A reasonable fact finder would not
interpret "uncontrollable" in this context as without control until death ensues.
Rather it is clear plaintiff has alleged sufficient inability to manage bleeding so as
to cause injury. The Court finds that the alleged injury is sufficiently pled.
With regard to “connecting the dots,” BIPI contends that the plaintiff’s
alleged injury is not sufficiently connected to Pradaxa’s alleged defective
conditions. Id. pp. 9-11. For instance, BIPI states that because the plaintiff does
not expressly allege that she suffered any injury from anticoagulation or lack of a
reversal agent, the plaintiff’s alleged injury is not sufficiently connected to the
claim that Pradaxa was unreasonably dangerous because it lacked a reversal
agent or protocol and/or failed to warn about the lack of a reversal agent or
protocol. Id. p. 10.
The Court disagrees.
The plaintiff alleges that she suffered from a
gastrointestinal bleed and a subdural hematoma causing her to be hospitalized
21
and treated in the intensive care unit. The plaintiff expressly alleges that had the
plaintiff and/or the plaintiff’s prescribing physician known about the defects
alleged in the complaint, the plaintiff would not have used Pradaxa. Further, the
plaintiff alleges that her injury was caused and/or worsened by Pradaxa’s allegedly
defective conditions and/or BIPI’s failure to warn about Pradaxa’s alleged dangers.
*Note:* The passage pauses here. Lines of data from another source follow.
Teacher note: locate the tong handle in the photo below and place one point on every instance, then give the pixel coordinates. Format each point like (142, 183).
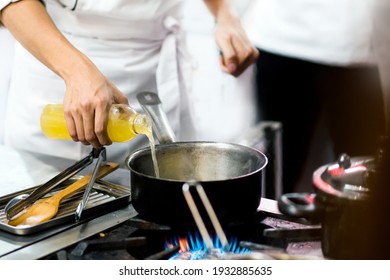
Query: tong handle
(210, 211)
(101, 157)
(50, 185)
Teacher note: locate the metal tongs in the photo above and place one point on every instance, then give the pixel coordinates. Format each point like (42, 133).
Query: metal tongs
(21, 202)
(198, 219)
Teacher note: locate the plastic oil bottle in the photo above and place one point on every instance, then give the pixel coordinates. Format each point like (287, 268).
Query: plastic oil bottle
(124, 123)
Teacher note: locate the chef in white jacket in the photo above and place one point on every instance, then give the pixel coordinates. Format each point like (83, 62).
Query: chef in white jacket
(89, 54)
These allegations plead a right to relief that is beyond the “speculative level” and is
sufficient at this stage in the litigation.
H.
Sufficiency of the Plaintiff’s Allegations
1.
Strict Liability – Failure to Warn or Design Defect
To prevail under a theory of strict product liability under Illinois law, a
plaintiff must prove: “[1] the injury resulted from a condition of the product, [2]
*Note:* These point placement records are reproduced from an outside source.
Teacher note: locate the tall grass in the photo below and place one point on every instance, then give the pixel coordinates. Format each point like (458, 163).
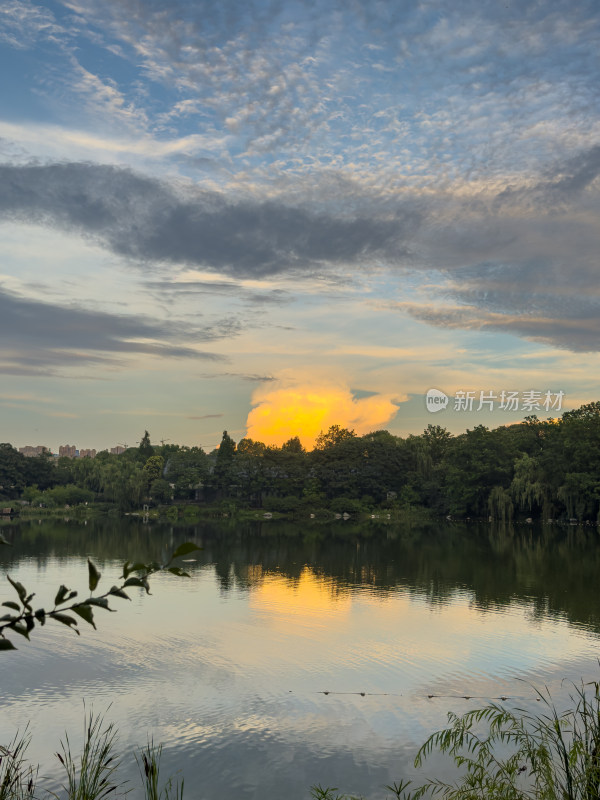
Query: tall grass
(514, 755)
(91, 775)
(500, 754)
(149, 765)
(17, 776)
that the condition was unreasonably dangerous, and [3] that the condition existed
at the time the product left the manufacturer's control.” Faucett v. Ingersoll–Rand
Min. & Machinery Co., 960 F.2d 653, 655 (7th Cir. 1992) (citation omitted). In a
strict liability case based on a failure to warn in Illinois, the plaintiff must allege
and prove that the defendant knew or should have known of the danger. Giles v.
Wyeth, Inc., 556 F.3d 596, 600 (7th Cir. 2009) (quoting Smith v. Eli Lilly & Co.,
137 Ill.2d 222, 148 Ill. Dec. 22, 560 N.E.2d 324, 344 (Ill.1990)).
A plaintiff may proceed under two separate theories to prove that a product
is “unreasonably dangerous”: (1) existence of a design or manufacturing defect or
(2) failure of the manufacturer to adequately warn consumers of the product's
22
dangers. Lamkin v. Tower, 563 N.E.2d 449 (Ill. 1990). In the instant case, the
plaintiff is claiming that Pradaxa was unreasonably dangerous both because of a
design defect and because of a failure to adequately warn of particular dangers.
Under a design defect theory, a plaintiff can either “(1) ... introduc[e]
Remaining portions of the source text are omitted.